(LR-040) Human Keratin Hydrogel Matrices* are Degradation Resistant in Simulated Chronic Wound Environments

Thomas Barrows, PhD – Chief Scientific Advisor, ProgenaCare Global; Kesia Smith, BS – Research Associate, Research & Development, ProgenaCare Global; Howard Walthall, BSE, JD – CEO, ProgenaCare Global

Introduction: Non-healing wounds impose billions of dollars of healthcare costs worldwide and leave patients at risk for severe complications. Biomaterial wound care products have been developed to improve healing in these wounds. However, chronic wounds are widely reported to have elevated activity of proteases such as neutrophil elastase (NE) and matrix metalloproteinases (MMPs) compared to healing wounds[1,2], leaving protein-based products susceptible to degradation. Because keratin is resistant to many proteases[3], we investigated the durability of a human keratin hydrogel matrix (HKHM*) in chronic wound models in vitro and in vivo.

Methods: Circular wounds (6mm) were formed on the backs of db/db mice and treated with HKHM*, debridement, and dressing changes every other week for 8 weeks. Wound area was measured after debridement. Next, HKHM* was weighed before and after incubation both in saline and simulated chronic wound fluid (SCWF)[4] at 37 ºC for 1 week to investigate product hydrolysis. Finally, HKHM* was incubated with chronic wound concentrations of MMP9 and NE[5]. Product weight and supernatant enzyme activity were subsequently measured.

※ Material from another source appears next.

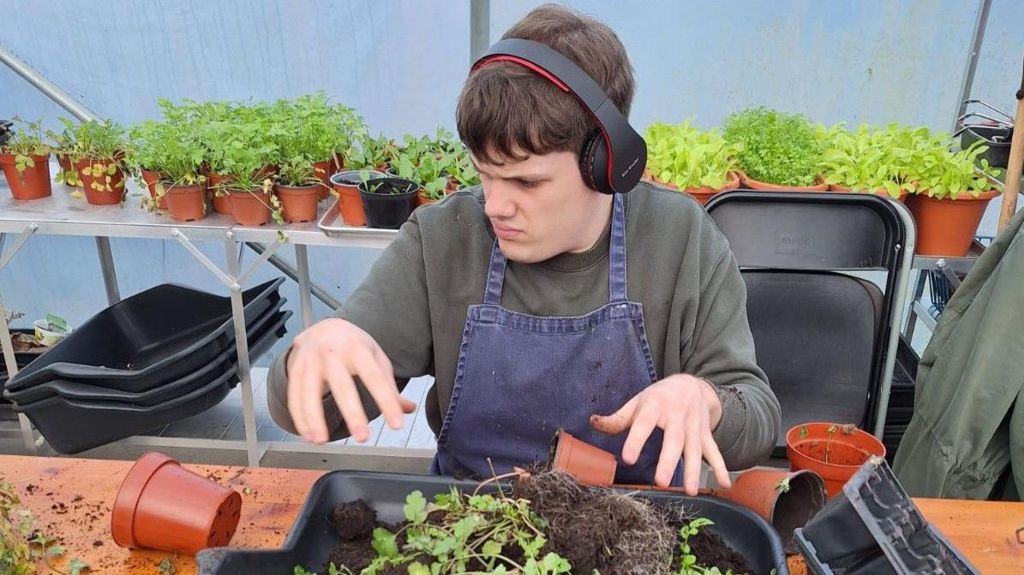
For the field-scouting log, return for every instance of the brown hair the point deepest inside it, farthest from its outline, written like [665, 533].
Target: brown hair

Results: When compared to three historical datasets of weekly HKHM* application on db/db mouse wounds, equal wound closure rates were seen with application every two weeks (p=0.2087), and both were accelerated compared to untreated wounds (p< 0.001) by two-way analysis of variance. HKHM* weight did not change over time in saline or SCWF (p=0.2502), and minimal change in product weight was seen with NE (5.7±3.3%) and MMP9 (-3.3±1.4%). Interestingly, HKHM* significantly inhibited MMP9 activity by over 90% (p< 0.0001), but NE activity was not significantly changed (p=0.8973) by analysis of covariance.

Discussion: Keratin has been reported to be both protease resistant[3] and inhibitory to MMPs[6]. We showed that a keratin-based wound care product* may be beneficial in the treatment of chronic wounds with elevated protease activity. These data suggest HKHM* persists in a chronic wound environment without degradation or loss of efficacy, which may be beneficial when weekly applications of advanced wound care products pose an economic or practical challenge. Additionally, the inhibition of MMP9 activity by HKHM* suggests a novel mechanism of action for keratin in chronic wound care.